E’ di Emmanuel Mounier l’espressione: “ottimismo tragico”, con cui voleva dire che per capire le vicende umane occorrono insieme consapevolezza della drammaticità del momento e fiducia nella capacità di ripresa. La sua attenzione alla storia, da credente cattolico e da studioso attento ai segni dei tempi, lo portava a sostenere che non siano più in regime di cristianità. Convinzione audace più di 70 anni fa. “La fede, dirà Papa Francesco il 22 dicembre 2019, specialmente in Europa ma pure in gran parte dell’Occidente, non costituisce più il presupposto ovvio del vivere comune, anzi spesso viene negata, derisa, emarginata e ridicolizzata”.

La riflessione sulla “persona” condotta da Mounier nella drammatica stagione segnata da quella sorta di “guerra dei trent’anni” che travagliò il vecchio continente negli anni dal 1914 al 1945, «e cioè (come scrive Giorgio Campanini) tra Sarajevo e Hiroshima, drammatici simboli della capacità di autodistruzione di una civiltà che pure aveva saputo esprimere valori nei confronti dei quali il mondo intero sarebbe rimasto a lungo debitore, ha una attualità impressionante».

Basta rileggere l’opera di Mounier, Il Personalismo (1949), testo che può essere considerato il suo capolavoro filosofico, quasi il suo testamento spirituale.

Il pericolo, la preoccupazione sono il nostro destino. Nulla ci lascia prevedere che questa lotta possa terminare entro un lasso di tempo calcolabile, nulla ci incoraggia a supporre che essa sia costitutiva della nostra condizione. La perfezione dell’universo personale incarnato, quindi, non si identifica con la perfezione di un ordine, come pretendono tutti i filosofi (e tutti i politici) i quali pensano che l’uomo possa un giorno totalizzare il mondo. Essa è la perfezione di una libertà che combatte, e combatte strenuamente. E che sussiste anche dopo lo scacco. Tra l’ottimismo insofferente dell’illusione liberale o rivoluzionaria e il pessimismo impaziente dei fascismi, il vero sentiero dell’uomo è questo ottimismo tragico, in cui egli trova la sua giusta misura in un’atmosfera di grandezza e di lotta” (Mounier, Il personalismo, Ave ed. 2004, pag. 56).

La dura e appassionata denuncia di Mounier, pur se riferita alle permanenti tensioni del rapporto fra cristianesimo e storia, si può applicare anche alla consapevolezza della strutturale ambiguità di ogni azione umana e di ogni situazione storica.

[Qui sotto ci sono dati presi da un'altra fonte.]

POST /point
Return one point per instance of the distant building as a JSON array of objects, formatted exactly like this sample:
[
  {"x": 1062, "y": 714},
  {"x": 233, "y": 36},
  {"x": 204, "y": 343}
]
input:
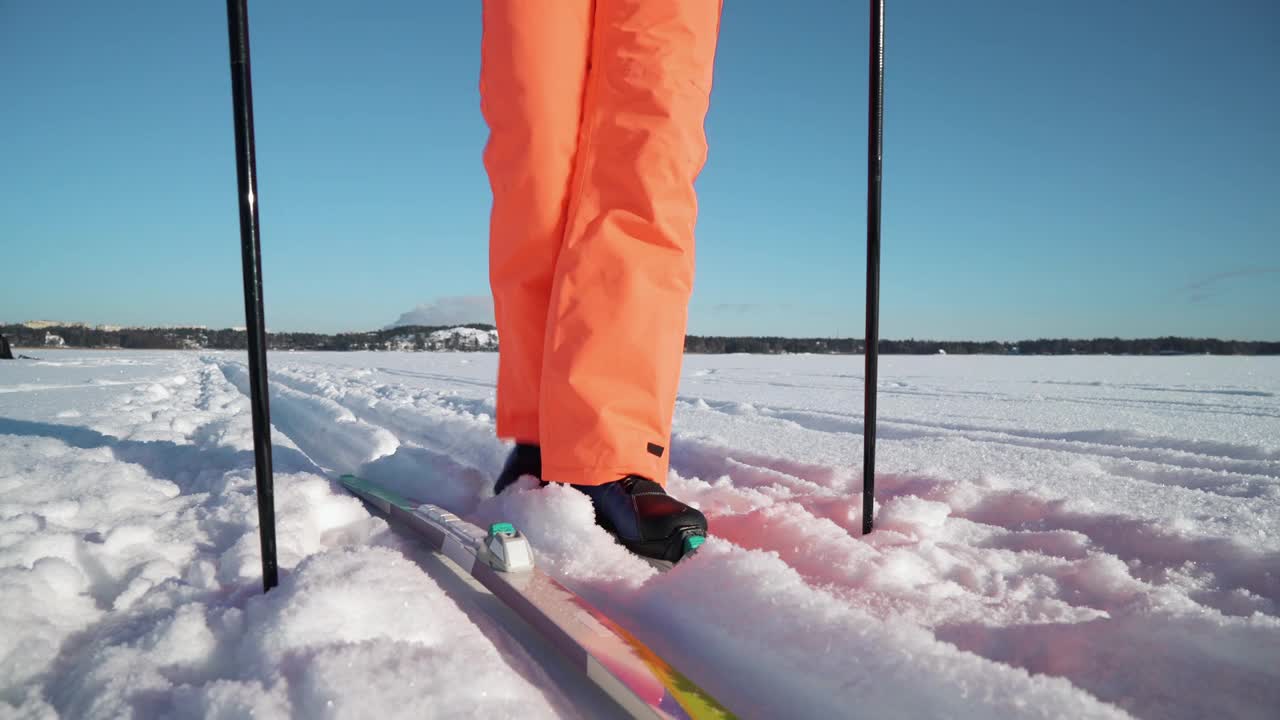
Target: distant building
[{"x": 42, "y": 324}]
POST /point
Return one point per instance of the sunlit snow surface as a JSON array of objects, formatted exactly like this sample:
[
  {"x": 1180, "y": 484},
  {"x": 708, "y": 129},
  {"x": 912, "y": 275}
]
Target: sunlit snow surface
[{"x": 1056, "y": 537}]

Rileggere gli scritti di Mounier, in particolare quella sull’ottimismo tragico, a settant’anni dalla sua morte prematura, non significa in alcun modo cedere al pessimismo ma acquistare nuova consapevolezza delle ineliminabili ambiguità di una storia che nessuno può disertare e ognuno deve abitare.

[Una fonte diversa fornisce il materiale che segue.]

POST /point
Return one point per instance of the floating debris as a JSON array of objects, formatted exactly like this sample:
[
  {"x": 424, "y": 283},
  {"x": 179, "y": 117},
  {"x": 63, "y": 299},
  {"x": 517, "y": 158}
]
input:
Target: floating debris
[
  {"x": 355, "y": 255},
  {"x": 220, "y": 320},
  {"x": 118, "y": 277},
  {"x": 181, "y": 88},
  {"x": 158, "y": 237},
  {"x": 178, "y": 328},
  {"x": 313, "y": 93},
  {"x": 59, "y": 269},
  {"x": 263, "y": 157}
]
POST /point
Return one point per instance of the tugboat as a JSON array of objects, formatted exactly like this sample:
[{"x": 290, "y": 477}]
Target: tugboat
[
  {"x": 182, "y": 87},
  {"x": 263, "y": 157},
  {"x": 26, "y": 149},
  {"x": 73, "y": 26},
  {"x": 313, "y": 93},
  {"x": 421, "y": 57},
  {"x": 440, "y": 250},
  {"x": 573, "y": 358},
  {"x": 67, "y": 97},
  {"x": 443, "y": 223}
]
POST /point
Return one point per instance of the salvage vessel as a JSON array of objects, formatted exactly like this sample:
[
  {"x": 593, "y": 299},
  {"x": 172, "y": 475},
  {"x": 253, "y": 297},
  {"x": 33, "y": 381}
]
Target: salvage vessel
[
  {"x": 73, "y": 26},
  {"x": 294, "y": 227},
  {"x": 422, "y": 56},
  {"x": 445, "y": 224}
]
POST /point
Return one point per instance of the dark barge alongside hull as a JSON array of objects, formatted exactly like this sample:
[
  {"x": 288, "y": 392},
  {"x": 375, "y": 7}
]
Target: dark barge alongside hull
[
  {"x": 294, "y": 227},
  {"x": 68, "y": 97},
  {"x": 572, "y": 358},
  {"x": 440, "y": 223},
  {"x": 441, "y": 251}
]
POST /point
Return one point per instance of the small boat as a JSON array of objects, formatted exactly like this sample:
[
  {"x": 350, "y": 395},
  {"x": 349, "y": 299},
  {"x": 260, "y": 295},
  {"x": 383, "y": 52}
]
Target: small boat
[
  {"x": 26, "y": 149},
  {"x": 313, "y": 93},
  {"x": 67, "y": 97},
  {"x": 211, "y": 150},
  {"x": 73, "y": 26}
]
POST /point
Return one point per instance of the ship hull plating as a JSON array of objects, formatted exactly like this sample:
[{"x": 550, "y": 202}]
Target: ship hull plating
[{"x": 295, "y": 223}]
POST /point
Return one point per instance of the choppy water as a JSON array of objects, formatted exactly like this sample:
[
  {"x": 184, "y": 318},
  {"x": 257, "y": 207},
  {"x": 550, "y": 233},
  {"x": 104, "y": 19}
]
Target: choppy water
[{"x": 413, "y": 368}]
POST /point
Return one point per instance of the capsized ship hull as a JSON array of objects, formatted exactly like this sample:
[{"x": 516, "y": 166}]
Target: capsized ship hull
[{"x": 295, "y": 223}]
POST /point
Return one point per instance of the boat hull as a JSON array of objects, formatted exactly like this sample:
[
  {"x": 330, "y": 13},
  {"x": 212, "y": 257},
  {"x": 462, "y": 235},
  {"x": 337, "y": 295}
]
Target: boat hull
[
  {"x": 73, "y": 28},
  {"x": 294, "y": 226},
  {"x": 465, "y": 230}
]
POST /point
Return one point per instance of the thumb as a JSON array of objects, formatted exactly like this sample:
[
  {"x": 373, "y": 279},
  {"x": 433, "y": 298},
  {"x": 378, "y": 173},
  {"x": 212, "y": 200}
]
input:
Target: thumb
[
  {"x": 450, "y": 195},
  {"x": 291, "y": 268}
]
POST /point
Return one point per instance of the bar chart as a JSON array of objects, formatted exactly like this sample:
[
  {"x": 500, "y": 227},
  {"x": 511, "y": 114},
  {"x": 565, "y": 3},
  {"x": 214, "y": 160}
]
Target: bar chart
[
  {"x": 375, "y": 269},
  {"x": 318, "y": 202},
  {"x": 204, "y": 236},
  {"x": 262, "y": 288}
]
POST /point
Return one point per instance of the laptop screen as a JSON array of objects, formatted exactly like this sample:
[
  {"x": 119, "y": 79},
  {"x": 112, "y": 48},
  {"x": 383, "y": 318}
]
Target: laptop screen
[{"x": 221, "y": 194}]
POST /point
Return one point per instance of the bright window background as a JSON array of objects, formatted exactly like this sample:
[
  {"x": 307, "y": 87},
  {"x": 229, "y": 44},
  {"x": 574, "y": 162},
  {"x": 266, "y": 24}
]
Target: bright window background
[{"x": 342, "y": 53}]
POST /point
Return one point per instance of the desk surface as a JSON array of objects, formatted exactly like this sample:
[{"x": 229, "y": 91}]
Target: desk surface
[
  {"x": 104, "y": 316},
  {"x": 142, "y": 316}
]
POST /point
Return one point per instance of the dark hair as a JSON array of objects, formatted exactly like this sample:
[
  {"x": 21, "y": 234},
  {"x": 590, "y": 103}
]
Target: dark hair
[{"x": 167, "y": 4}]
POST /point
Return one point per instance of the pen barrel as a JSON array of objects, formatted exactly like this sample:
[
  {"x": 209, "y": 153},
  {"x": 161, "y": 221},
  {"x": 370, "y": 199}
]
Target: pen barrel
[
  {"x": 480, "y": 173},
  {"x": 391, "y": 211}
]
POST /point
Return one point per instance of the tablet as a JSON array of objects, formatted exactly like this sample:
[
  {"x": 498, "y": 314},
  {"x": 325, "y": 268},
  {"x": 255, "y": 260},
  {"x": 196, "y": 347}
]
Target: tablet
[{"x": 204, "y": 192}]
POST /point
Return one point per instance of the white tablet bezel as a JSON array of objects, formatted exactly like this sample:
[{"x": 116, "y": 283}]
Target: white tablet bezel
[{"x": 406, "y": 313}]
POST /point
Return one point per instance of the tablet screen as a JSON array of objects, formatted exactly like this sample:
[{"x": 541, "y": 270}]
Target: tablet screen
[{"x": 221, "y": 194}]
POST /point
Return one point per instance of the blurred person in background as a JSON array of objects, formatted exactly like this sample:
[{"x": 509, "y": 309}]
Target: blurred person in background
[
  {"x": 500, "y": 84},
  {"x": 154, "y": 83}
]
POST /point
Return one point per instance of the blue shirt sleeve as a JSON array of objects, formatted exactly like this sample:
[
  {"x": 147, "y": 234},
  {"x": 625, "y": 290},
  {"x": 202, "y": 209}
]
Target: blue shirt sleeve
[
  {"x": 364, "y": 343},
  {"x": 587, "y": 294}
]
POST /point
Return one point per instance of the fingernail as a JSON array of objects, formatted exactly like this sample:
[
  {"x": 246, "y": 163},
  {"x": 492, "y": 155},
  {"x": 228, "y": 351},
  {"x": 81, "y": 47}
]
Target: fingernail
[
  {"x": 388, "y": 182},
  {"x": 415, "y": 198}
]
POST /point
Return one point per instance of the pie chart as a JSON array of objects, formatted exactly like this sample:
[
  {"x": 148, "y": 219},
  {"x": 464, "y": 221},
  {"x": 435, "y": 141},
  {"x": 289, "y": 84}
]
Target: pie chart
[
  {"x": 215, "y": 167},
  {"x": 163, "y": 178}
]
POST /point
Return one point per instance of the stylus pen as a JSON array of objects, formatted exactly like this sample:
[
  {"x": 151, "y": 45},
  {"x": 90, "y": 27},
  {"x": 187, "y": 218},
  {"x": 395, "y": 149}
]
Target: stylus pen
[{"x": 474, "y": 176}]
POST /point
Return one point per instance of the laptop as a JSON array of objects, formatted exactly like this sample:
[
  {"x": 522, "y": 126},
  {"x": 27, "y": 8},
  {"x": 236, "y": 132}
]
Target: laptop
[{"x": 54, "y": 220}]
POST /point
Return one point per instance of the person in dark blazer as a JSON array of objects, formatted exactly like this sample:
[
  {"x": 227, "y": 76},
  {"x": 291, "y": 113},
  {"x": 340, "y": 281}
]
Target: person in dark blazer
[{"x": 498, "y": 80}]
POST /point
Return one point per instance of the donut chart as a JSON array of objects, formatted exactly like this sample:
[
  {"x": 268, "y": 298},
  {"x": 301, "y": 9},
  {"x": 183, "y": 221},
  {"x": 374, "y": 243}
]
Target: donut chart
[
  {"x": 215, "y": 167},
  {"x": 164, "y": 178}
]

È questo il senso profondo della grande lezione di Mounier, per molti aspetti ancora attuale e che merita di essere riproposta ma che qui non è possibile sintetizzare, per rispondere ai nostri interrogativi di fronte al dramma dell’attuale pandemia:

  • che ne sarà di noi dopo la tempesta del coronavirus?
  • che ne sarà dell’Europa? Della terra dell’occidente, di questa “terra del tramonto”?
  • davanti a questa sfida epocale, che ne sarà della nostra democrazia, che ne sarà delle istituzioni europee?

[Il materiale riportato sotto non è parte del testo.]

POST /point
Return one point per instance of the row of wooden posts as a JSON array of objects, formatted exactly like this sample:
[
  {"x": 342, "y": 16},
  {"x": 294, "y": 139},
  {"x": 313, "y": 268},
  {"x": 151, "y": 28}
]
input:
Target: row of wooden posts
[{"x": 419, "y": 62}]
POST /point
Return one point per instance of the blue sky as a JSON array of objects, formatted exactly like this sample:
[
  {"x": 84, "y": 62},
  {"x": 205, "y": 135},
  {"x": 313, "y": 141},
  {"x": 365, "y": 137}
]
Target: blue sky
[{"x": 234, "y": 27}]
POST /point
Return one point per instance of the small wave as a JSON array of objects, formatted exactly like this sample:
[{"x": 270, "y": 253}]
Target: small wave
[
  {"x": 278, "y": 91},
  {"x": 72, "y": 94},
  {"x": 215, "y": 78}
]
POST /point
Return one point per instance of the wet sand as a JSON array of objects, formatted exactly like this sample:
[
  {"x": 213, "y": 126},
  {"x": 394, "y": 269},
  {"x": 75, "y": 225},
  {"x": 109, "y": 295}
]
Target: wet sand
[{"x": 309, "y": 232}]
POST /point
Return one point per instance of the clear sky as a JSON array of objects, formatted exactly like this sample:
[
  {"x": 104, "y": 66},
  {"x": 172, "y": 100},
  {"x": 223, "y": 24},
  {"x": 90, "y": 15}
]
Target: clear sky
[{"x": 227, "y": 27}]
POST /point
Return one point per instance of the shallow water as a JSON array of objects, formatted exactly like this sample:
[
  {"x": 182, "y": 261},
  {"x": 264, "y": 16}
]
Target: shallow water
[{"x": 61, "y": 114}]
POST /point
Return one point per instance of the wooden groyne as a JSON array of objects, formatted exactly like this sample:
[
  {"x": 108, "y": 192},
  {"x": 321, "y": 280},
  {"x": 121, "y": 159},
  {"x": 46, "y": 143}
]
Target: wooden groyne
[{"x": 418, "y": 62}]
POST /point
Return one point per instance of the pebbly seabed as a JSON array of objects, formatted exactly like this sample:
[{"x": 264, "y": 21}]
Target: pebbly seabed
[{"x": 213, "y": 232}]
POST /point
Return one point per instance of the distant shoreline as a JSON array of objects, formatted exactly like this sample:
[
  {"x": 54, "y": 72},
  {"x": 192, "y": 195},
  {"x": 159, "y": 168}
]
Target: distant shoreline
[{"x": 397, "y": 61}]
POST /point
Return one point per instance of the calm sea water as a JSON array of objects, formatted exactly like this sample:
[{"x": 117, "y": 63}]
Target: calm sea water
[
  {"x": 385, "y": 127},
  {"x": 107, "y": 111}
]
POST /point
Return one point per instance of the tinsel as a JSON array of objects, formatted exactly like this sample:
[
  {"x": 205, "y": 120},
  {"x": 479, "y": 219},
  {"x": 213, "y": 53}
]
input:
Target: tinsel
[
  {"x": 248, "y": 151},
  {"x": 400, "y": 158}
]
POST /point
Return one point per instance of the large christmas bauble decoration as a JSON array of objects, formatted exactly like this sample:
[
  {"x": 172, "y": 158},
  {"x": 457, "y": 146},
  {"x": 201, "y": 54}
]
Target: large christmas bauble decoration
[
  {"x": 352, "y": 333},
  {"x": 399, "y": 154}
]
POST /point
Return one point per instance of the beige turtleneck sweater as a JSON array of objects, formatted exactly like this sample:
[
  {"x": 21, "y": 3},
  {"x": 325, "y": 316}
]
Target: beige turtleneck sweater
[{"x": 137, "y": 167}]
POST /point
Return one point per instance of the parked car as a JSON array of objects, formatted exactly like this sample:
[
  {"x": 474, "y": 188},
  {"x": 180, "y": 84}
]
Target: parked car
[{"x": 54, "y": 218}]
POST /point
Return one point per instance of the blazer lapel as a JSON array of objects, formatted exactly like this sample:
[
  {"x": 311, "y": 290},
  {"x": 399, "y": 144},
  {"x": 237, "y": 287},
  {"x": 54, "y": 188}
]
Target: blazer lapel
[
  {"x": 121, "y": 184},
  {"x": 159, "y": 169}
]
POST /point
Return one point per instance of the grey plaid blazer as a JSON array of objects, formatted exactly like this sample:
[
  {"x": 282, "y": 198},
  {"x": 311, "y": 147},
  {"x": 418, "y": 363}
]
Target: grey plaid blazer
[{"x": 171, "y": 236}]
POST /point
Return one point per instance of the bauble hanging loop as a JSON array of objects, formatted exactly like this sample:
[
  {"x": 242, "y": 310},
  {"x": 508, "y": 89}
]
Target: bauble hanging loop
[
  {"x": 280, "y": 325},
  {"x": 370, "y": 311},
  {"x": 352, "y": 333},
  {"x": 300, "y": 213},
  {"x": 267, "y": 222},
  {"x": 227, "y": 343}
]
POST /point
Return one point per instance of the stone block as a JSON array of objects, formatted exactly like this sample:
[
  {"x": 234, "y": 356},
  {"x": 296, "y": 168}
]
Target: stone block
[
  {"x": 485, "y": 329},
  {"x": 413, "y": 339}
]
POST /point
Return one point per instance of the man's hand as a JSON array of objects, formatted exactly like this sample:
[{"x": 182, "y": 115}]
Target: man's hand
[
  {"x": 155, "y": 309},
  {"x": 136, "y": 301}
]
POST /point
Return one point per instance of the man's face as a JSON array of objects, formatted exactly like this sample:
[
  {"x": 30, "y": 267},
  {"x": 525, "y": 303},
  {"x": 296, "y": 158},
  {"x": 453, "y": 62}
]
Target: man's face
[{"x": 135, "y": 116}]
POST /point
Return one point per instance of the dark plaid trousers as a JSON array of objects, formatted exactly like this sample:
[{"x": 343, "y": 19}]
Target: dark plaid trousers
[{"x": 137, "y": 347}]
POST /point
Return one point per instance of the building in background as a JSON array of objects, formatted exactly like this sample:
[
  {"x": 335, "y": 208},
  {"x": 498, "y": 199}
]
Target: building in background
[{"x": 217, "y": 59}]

Non si può rispondere a questi interrogativi solo con ottimismo forzato. Davanti a migliaia di morti il dolore e il pianto, veri nella loro tragedia, non possono essere nascosti o ignorati. Saltano fuori dal buio e impongono un’atmosfera di grandezza e di lotta, di speranza e di dura concretezza.

22 marzo 2020

Antonio Greco

  • Emmanuel Mounier (Grenoble1º aprile 1905 – Parigi22 marzo 1950) è stato un filosofo francese noto per aver definito la posizione filosofica del personalismo comunitario. E’ stato il direttore di Esprit, famosa rivista francese. Ha scritto, fra le opere più importanti, Rivoluzione personalista e comunitariaDalla proprietà capitalista alla proprietà umana, L’avventura cristiana (L’ affrontement chrétien).

 

One Reply to “OTTIMISMO TRAGICO”

  1. “ottimismo tragico” una comune vicinanza che vuoe cancellare un male ma che sempre si ferma lì in una retorica compassione impossibilitata a recitare una o la verità perchè tutto passa. E allora “Nulla ti turbi nulla ti spaventi” di S. Teresa Davila che comprende il nene nel male.